In the first boomy years of the noughties nobody worried too much but once the financial crisis hit the bad news surfaced. Since 2008 the Italian economy has barely grown. Worse, the small businesses which provided much employment and activity suddenly found themselves exposed in a globalised world and struggling to respond. Shoes and handbags could be made much cheaper in Thailand or Vietnam than Treviso or Verona.
Italy had two recessions in short order, one in 2009 and a second in 2012/13 on the back of an austerity programme designed to placate the EU. This decade of pain has left scars on the country and alienated large sections of the electorate, in particular the young where eye wateringly high levels of youth unemployment blight the country.

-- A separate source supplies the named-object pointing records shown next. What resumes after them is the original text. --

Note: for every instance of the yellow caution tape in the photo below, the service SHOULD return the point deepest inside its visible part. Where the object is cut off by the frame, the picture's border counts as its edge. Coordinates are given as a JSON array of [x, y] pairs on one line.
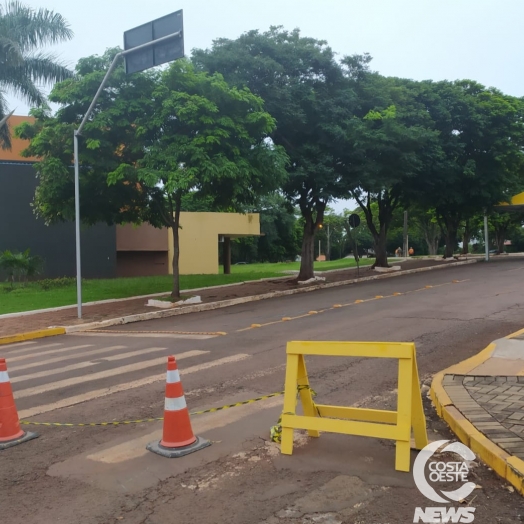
[[211, 410], [275, 432]]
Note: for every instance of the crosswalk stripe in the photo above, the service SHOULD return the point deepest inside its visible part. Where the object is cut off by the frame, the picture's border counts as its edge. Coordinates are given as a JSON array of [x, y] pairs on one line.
[[90, 395], [81, 365], [73, 381], [88, 354], [17, 345], [132, 334], [31, 348], [52, 352]]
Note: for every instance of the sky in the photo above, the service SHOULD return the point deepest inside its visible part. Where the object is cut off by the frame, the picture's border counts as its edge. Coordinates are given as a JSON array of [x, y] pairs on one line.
[[418, 39]]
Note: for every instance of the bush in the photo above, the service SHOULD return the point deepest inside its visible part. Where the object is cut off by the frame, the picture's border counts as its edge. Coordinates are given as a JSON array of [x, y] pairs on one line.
[[20, 266], [53, 283]]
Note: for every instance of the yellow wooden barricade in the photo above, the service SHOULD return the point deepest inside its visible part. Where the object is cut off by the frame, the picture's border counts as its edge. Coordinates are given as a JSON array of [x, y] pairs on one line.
[[394, 425]]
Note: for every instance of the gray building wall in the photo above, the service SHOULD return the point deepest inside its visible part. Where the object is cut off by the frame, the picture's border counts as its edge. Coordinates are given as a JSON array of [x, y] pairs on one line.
[[20, 230]]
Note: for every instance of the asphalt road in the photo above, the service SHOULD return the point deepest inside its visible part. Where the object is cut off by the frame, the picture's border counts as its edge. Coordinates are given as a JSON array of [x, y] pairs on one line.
[[104, 475]]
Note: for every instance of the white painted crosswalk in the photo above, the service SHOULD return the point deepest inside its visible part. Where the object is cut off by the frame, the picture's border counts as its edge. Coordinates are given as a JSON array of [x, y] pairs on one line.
[[57, 375]]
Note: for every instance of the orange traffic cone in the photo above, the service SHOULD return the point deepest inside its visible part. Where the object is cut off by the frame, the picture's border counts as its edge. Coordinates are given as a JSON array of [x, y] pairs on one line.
[[10, 432], [178, 438]]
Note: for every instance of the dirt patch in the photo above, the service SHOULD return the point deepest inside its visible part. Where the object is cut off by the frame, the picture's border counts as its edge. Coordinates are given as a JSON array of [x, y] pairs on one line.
[[68, 317]]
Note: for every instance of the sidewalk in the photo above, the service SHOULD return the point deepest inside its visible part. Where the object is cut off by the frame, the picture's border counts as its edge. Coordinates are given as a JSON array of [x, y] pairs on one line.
[[482, 400], [135, 309]]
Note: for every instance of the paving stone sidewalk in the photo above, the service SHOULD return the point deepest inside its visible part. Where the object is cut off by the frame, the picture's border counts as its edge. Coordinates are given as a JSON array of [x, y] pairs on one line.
[[93, 313], [490, 393], [494, 405]]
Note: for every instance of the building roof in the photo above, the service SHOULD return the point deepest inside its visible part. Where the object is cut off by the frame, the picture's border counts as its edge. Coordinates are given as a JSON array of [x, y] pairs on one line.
[[17, 145]]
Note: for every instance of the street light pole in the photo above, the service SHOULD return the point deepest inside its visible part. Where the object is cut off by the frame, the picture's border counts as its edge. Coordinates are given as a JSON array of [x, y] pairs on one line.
[[77, 133], [486, 239]]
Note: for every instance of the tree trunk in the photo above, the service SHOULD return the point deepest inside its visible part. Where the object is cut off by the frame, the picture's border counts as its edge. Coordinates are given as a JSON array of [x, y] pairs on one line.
[[308, 250], [227, 256], [381, 255], [451, 240], [175, 293], [500, 236]]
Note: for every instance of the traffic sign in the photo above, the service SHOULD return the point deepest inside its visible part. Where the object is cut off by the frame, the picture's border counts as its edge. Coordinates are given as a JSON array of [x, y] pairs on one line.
[[164, 52]]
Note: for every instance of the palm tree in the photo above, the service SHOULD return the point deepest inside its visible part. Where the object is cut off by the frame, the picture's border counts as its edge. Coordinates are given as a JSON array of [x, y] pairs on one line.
[[23, 68]]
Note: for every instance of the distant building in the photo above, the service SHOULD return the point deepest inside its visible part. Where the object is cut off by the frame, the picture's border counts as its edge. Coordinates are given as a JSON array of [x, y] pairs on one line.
[[107, 251]]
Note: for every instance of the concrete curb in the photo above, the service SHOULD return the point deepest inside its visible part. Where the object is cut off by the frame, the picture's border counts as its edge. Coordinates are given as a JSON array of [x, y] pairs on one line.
[[508, 467], [30, 335], [243, 300]]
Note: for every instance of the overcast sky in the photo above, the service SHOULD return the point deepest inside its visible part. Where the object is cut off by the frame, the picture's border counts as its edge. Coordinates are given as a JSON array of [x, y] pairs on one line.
[[419, 39]]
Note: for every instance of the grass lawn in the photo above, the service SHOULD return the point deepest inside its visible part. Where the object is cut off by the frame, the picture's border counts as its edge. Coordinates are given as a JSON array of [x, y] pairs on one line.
[[32, 296]]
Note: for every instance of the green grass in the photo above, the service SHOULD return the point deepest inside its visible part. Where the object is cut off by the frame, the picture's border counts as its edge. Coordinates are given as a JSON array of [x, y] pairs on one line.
[[32, 296]]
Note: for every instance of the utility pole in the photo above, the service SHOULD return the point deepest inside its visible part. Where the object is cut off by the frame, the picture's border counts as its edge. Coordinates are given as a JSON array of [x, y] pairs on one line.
[[150, 60], [328, 251], [486, 239], [406, 245]]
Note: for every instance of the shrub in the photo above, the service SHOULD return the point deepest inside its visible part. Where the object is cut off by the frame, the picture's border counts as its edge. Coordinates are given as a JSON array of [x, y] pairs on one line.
[[53, 283], [20, 266]]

And then there’s immigration. No European crisis would be complete without it. In the 10 years of economic stagnation Italy’s migrant population grew by 2 million. Most of these were other Europeans (Romanians make up the largest group) but the headlines went to the dramatic events in the Mediterranean. As the Arab Spring kicked off in nearby Tunisia and Libya Italy found itself on the front line of a refugee crisis.

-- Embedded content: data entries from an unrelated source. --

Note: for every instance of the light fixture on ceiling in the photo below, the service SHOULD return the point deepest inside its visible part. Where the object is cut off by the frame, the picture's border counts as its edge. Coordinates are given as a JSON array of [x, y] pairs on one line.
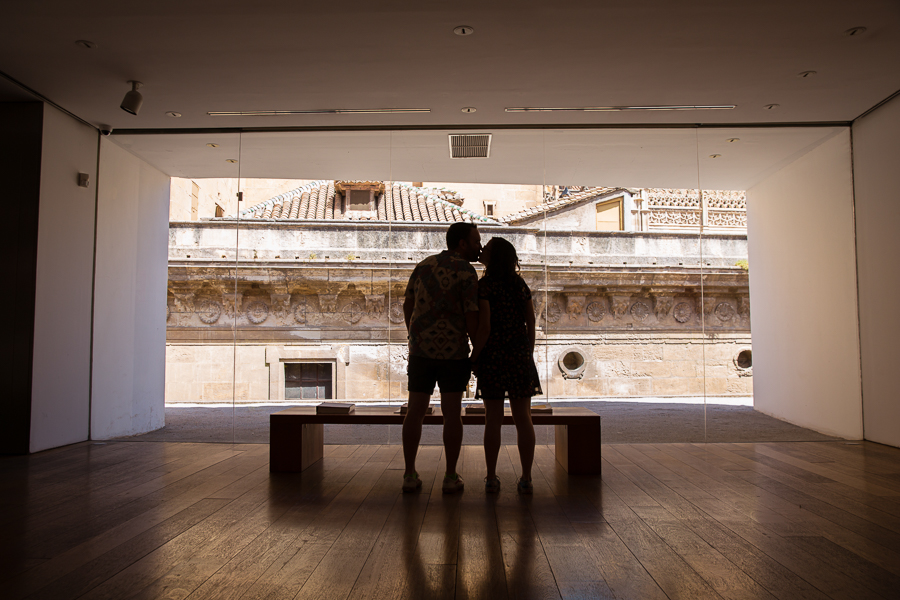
[[325, 111], [133, 99], [622, 108]]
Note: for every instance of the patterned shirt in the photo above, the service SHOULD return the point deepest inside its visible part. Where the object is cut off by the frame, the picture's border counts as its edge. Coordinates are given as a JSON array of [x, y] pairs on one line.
[[444, 288]]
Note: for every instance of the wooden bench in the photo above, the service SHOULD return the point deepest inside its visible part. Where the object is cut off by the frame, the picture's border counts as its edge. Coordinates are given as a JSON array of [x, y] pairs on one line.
[[297, 435]]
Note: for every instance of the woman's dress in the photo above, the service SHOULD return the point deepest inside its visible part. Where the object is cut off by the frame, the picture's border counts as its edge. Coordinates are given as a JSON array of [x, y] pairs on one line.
[[506, 366]]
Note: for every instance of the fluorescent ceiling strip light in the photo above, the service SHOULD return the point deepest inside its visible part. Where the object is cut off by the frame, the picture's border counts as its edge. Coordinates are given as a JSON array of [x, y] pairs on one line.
[[623, 108], [326, 111]]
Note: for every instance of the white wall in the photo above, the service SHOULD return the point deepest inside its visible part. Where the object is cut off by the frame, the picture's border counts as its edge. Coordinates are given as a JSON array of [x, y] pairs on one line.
[[62, 324], [876, 148], [130, 292], [803, 292]]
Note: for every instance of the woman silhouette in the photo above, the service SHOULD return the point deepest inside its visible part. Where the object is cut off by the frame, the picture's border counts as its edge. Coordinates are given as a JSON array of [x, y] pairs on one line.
[[503, 357]]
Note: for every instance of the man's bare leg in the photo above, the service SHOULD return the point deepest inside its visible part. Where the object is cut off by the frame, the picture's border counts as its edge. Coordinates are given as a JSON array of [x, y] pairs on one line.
[[412, 428], [451, 409], [493, 421]]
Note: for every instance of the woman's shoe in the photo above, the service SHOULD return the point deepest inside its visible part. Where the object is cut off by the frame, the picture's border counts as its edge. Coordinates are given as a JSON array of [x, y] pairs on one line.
[[524, 487]]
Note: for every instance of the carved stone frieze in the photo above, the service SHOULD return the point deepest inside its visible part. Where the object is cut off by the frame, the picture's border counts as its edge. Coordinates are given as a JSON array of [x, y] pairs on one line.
[[300, 310], [716, 218], [375, 304], [257, 311], [640, 310], [395, 314], [725, 311], [618, 305], [352, 312], [672, 197], [231, 303], [675, 217], [281, 306], [328, 302], [550, 313], [574, 305], [683, 312], [662, 305], [209, 311], [596, 311]]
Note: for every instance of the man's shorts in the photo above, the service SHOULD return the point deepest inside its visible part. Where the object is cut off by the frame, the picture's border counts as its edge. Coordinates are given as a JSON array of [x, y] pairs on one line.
[[450, 375]]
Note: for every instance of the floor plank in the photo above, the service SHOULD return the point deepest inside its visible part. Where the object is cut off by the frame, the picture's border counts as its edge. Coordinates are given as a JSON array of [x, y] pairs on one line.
[[195, 521]]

Whereas maybe 20-30,000 people crossed the Mediterranean or Adriaticillegally up to 2012, from 2013, (smack in the middle ofItaly’s European austerity pain) this number shot up to closer to 200,000 each year.A ruling from the distant ECHR that Italy couldn’t return refuges set the fires burning and Mrs Merkel clumsily added more fuel to the fire in 2015.
Against this background it was inevitable that the protest parties would gain votes but the depth of electoral despair were perhaps underestimated. Italy’s older parties had sacrificed themselves on the altar of Europe and lost support heavily. In the 2018 election 5 Star now led by Grillo’s deputy and nominee Luigi Di Maio topped the poll with 33% of the vote. The Lega cane third with a credible 17% a sizeable improvement on its previous results.
At first it looked like business as usual. Politics in Italy went in to its customary haggle against a background of political numbers which didn’t quite add up. President Matterella lined himself up to name a government; and then something remarkable happened. The two parties which on paper were at either end of the political spectrum, against all the odds, agreed to form a government.
Perhaps it was the realisation that this was their one chance to upset the political apple cart that made them seize it, but whatever it was Italy was entering new territory. Both Di Maio and Salvini showed a level of pragmatism to get to this point. However they are both fairly flexible politicians; Salvini began life as a left winger and ended up leading the Right, Di Maio comes from a far right family and has ended up leading the Left. In those journeys there is perhaps a level of empathy with the other side that makes things work.
The establishment were shocked both in Italy and Brussels. Then the temperature rose further as the new government proposed an openly anti Euro professor as Finance Minister. The President vetoed it and a constitutional crisis ensued with Matterella eventually having to back down after a face saving compromise with the new government. The powers that be had tried to kill the populist government at birth and not only failed but had made actually them more popular.
Once in government 5 Star/Lega have set about delivering their agenda. Reversing austerity, tackling immigration and facing down Brussels and they have seen their approval ratings soar. All of this depends of Di Maio and Salvini staying close enough to see a change in the domestic landscape through and this is the weakness the government faces, but for the first time in ages Italy has a strong and popular government and the rest of Europe has to sit up and take notice. Suddenly Italy has become a player.